Aunque soy de Chipre, un país con tradición
en la comida, como la mayoría de los países en el mediterraneo, no disfruto la
comida. Desde mi enfancia tenía problemas con la alimentación: no quería comer
nada que me parecía mal o que olía. Cuando tenía cuatro o cinco años y podía
elegir los platos que mi abuela preparaba para la cena, rechazaba todo lo que
no me alegraba la vista.

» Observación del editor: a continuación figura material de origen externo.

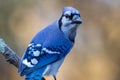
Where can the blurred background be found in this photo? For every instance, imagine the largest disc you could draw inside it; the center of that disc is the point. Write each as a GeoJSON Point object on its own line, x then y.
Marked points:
{"type": "Point", "coordinates": [96, 54]}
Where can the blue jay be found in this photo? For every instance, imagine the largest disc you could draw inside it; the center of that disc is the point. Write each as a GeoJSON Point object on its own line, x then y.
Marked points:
{"type": "Point", "coordinates": [48, 49]}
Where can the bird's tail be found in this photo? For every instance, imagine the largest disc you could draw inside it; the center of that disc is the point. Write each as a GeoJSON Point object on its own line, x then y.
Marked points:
{"type": "Point", "coordinates": [36, 75]}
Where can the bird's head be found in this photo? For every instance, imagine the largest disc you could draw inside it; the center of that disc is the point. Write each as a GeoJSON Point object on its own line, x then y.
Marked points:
{"type": "Point", "coordinates": [69, 20]}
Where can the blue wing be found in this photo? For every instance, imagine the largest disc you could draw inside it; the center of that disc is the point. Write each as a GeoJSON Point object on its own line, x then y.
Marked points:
{"type": "Point", "coordinates": [47, 47]}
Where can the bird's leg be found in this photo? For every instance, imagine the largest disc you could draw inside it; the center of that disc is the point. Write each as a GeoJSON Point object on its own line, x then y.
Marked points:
{"type": "Point", "coordinates": [43, 78]}
{"type": "Point", "coordinates": [54, 77]}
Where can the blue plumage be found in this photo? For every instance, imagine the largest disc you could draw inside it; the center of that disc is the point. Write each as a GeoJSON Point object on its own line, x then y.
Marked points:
{"type": "Point", "coordinates": [47, 50]}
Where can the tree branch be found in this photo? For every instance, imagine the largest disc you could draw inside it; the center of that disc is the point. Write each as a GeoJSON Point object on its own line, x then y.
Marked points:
{"type": "Point", "coordinates": [9, 54]}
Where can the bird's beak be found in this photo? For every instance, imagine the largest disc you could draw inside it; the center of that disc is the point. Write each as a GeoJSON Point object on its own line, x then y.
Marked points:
{"type": "Point", "coordinates": [77, 20]}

Si un plato está un poco “desordenado”, con los
ingredientes mezclados, ningún bocado entra en mi boca. Lo sé, es un poco loco,
pero es la verdad trágica.
Puedo recordar a mi madre, que estaba harta
conmigo, corriendo y gritando mientras me perseguía por las habitaciones y la
cocina con el tenedor en la mano, para darme la comida por la fuerza. Sin duda,
es una memoria maldita que hasta hoy me persigue. Después de muchos intentos
fracasados, mi madre se rindió, aceptando que su hijo era un raro en cuanto a
la comida, y nunca volvió a intentar cambiarme de opinión.
He crecido comiendo solamente macarrones,
verduras, fruta y productos lácteos. Bebo mucha leche y como mucho yogur y
queso. No niego que me encantan los dulces y cada tipo de postre. La carne y el
pollo son alimentos que no he comido hace décadas. Eso me cause numerosos
problemas especialmente cuando estoy en el extranjero y no puedo encontrar
restaurantes de cocina mediterránea, o cuando estoy invitado para cenar y tengo
que informar a los anfitriones sobre mis platos preferidos. Es algo de esencia
psicológica, algo que me da mucha vergüenza, pero no puedo hacer mucho para
cambiarlo.
Para expresarlo mejor, no existe aún el
motivo perfecto que me convenza cambiar de postura.
Lo único que puede cambiar esa situación es
mi salud. Si el médico me dice que tengo el colesterol alto y que tenga más
cuidado, lo haré. Hasta entonces, me temo que continuaré comportarme así.